- Theatrical release poster
- Directed by: Timo Vuorensola
- Screenplay by: Pavan Grover
- Produced by: Pavan Grover; Jamie R. Thompson; Jake Seal;
- Starring: Alec Baldwin; Jonathan Rhys Meyers; MyAnna Buring; Pavan Grover; Anjul Nigam;
- Cinematography: Konstantin Freyer
- Edited by: Eric Potter
- Music by: Ian Livingstone
- Production companies: Lighthouse Pictures, A Pavan Grover Production in association with Black Hangar Productions, Orwo Studios
- Distributed by: Orwo Film Distribution
- Release date: June 9, 2023;
- Running time: 94 minutes
- Countries: United Kingdom United States
- Language: English

= 97 Minutes =

2023 action thriller film

97 Minutes is a 2023 British-American action thriller film starring Alec Baldwin, Jonathan Rhys Meyers and MyAnna Buring, directed by Timo Vuorensola, written by Pavan Grover, and produced by Jake Seal, Pavan Grover, and Jamie R. Thompson.

==Synopsis==
A hijacked Boeing 767 has 97 minutes of fuel remaining.
The NSA, under the direction of Hawkins, intends to intercept the plane to avoid further trouble. However, Toyin intervenes because the NSA has an informant among the terrorists. Nevertheless, she cannot stop Hawkins from allowing an F-22 to shoot at the plane.

On the plane, Alex pretends to be the NSA informant. He steers the plane to the left, causing the missile to miss the plane but hit another one by mistake. Anan, one of the terrorists, activates a nuclear bomb on the plane that will explode on impact. Consequently, intercepting the plane is no longer an option.

It is revealed that an other terrorist named Marko, not Alex, is the NSA informant. Alex, who’s real name is Enid, wants revenge for his son, who was killed by an NSA operation. He now steers the plane toward the NSA headquarters.

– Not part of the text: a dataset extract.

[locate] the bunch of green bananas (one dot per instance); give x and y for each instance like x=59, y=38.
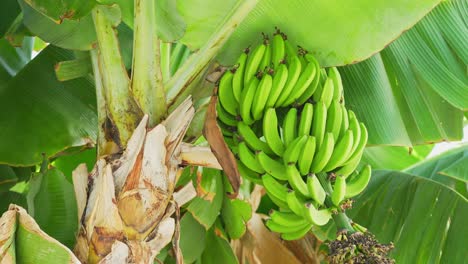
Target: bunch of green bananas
x=276, y=84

Kim, a physician, knocks out Alex and can land the plane safely. Alex changes his mind, helps her to land the plane and dies.

==Cast==

- Alec Baldwin as NSA Director Hawkins
- Jonathan Rhys Meyers as Alex
- MyAnna Buring as Kim
- Jo Martin as Toyin
- Pavan Grover as Anan
- Valery Danko as Baby's Mother
- Michael Sirow as Asghar
- Anjul Nigam as Hitar
- Davor Tomic as Marko
- Slavko Sobin as Orca
- Luke J I Smith as Goran
- Kasia Koleczek as Leika
- Austin Parsons as Red
- Chris Wilson as Passenger
- Peter Brooke as Stuart

==Production==
Baldwin was filming in Alton, Hampshire on 9 February 2022. Baldwin posted videos on his social media accounts to say "it was strange working again" after the death of cinematographer Halyna Hutchins on his previous film set Rust. On 16 February 2022 Jonathan Rhys Meyers and MyAnna Buring were announced as having joined the cast on the production at Black Hangar Studios, along with actors Jo Martin, Michael Sirow, Anjul Nigam, Davor Tomic, Slavko Sobin, Luke J I Smith and Kasia Koleczek. Jamie R Thompson from Lighthouse Pictures and Jake Seal from Orwo Studios produced with Pavan Grover. Michael Arata, Jerry Daigle, Suraj Gohill, Avi Haas and Ford Corbett were executive producers. Funding with Orwo are Origo Financial Services, with Orwo Film Distribution doing the international sales. 97 Minutes is produced by Pavan Grover, Jamie Thompson, and Jake Seal. Working from a script by Pavan Grover, director Timo Vuorensola and cinematographer Konstantin Freyer wrapped filming after only 18 days on two film sets. Grover said Baldwin had been attached for 18 months prior to the filming and the part had been tailored for him. Previously, William Hurt had been attached to the film. Grover had written the script whilst working as an interventional spine specialist and minimally invasive surgeon in Houston, Texas in 2009.

==Release==
Writer and co-producer Pavan Grover reported 97 Minutes was due for a limited theater release on June 9, 2023. 97 Minutes became available on Hulu in September 2023 and later on Amazon's Prime Video.